Qu'il s'agisse d'effectuer un achat immobilier, de choisir d'implanter une nouvelle usine ou un nouvel entrepôt, de construire une route ou de bâtir une école, de nombreuses décisions des individus, des entreprises ou des collectivités territoriales les engagent pour des décennies. Pour ne pas faire d'erreur, ou du moins en limiter les risques d'en faire, il est nécessaire d'anticiper les évolutions, c'est-à-dire de faire de la prospective.
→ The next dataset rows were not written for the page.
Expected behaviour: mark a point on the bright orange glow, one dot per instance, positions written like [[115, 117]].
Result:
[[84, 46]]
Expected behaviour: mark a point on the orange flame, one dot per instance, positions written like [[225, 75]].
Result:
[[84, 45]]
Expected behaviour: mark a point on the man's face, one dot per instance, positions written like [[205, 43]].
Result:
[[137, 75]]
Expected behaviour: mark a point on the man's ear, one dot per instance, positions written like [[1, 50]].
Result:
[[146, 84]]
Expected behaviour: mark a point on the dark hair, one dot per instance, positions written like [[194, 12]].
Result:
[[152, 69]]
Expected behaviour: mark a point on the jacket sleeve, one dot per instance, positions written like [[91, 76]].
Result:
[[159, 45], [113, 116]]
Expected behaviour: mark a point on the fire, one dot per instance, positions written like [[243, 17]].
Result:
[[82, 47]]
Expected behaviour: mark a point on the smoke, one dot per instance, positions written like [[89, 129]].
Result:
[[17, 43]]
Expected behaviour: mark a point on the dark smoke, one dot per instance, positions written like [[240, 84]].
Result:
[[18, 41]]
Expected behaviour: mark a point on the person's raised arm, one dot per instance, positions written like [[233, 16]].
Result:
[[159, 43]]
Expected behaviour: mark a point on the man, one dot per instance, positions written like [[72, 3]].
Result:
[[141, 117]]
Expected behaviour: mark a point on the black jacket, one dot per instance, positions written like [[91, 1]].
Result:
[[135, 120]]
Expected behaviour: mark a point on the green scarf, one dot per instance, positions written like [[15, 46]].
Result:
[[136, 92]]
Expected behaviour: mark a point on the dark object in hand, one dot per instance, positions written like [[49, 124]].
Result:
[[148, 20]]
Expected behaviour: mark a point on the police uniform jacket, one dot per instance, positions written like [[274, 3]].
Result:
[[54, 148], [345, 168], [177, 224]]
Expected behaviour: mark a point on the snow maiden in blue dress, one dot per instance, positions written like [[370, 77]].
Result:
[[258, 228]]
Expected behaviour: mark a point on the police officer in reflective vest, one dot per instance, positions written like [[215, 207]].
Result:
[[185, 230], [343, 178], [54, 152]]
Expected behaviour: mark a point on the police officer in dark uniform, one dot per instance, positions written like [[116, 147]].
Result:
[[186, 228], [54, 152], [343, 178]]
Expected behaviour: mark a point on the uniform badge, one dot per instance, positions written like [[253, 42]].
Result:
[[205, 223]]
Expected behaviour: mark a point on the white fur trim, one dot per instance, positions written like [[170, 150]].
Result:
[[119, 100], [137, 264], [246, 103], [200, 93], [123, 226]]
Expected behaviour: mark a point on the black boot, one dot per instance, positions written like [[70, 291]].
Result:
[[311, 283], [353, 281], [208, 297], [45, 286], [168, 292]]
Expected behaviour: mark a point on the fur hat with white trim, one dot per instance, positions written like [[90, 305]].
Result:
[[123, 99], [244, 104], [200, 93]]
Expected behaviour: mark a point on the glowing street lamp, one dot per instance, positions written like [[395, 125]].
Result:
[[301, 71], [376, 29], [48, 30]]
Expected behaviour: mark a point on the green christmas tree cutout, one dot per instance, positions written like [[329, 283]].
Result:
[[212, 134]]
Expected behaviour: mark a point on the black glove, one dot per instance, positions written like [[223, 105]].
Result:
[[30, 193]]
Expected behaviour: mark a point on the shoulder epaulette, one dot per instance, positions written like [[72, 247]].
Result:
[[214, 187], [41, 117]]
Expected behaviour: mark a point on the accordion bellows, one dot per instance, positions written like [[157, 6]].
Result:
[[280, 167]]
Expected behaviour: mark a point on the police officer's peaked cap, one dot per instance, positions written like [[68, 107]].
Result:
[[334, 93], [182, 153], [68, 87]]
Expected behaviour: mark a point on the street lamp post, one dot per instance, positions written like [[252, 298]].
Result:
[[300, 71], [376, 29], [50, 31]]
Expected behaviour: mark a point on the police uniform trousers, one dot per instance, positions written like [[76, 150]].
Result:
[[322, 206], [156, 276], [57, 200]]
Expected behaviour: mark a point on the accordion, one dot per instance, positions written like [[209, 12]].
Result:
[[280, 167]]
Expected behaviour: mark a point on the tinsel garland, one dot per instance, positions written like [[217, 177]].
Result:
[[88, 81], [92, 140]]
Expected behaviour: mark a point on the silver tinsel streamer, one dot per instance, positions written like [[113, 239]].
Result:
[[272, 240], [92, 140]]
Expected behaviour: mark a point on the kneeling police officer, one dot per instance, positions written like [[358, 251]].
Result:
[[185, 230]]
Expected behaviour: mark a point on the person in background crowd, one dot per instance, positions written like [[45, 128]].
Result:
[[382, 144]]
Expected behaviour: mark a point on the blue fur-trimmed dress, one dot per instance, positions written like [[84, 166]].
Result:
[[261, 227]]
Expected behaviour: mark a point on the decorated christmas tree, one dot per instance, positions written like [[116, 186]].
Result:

L'État, avec l'ANCT ainsi que les régions à travers différentes structures, ont développé un véritable savoir-faire pour identifier les grandes tendances et produire des scénarios. L'élaboration des documents d'urbanisme ou les phases de concertation que les maitres d'ouvrage doivent mener avec le public sur les grands projets (projets routiers, ferroviaires, nouvelles zones d'activités) sont des moments privilégiés de projection des territoires dans le futur.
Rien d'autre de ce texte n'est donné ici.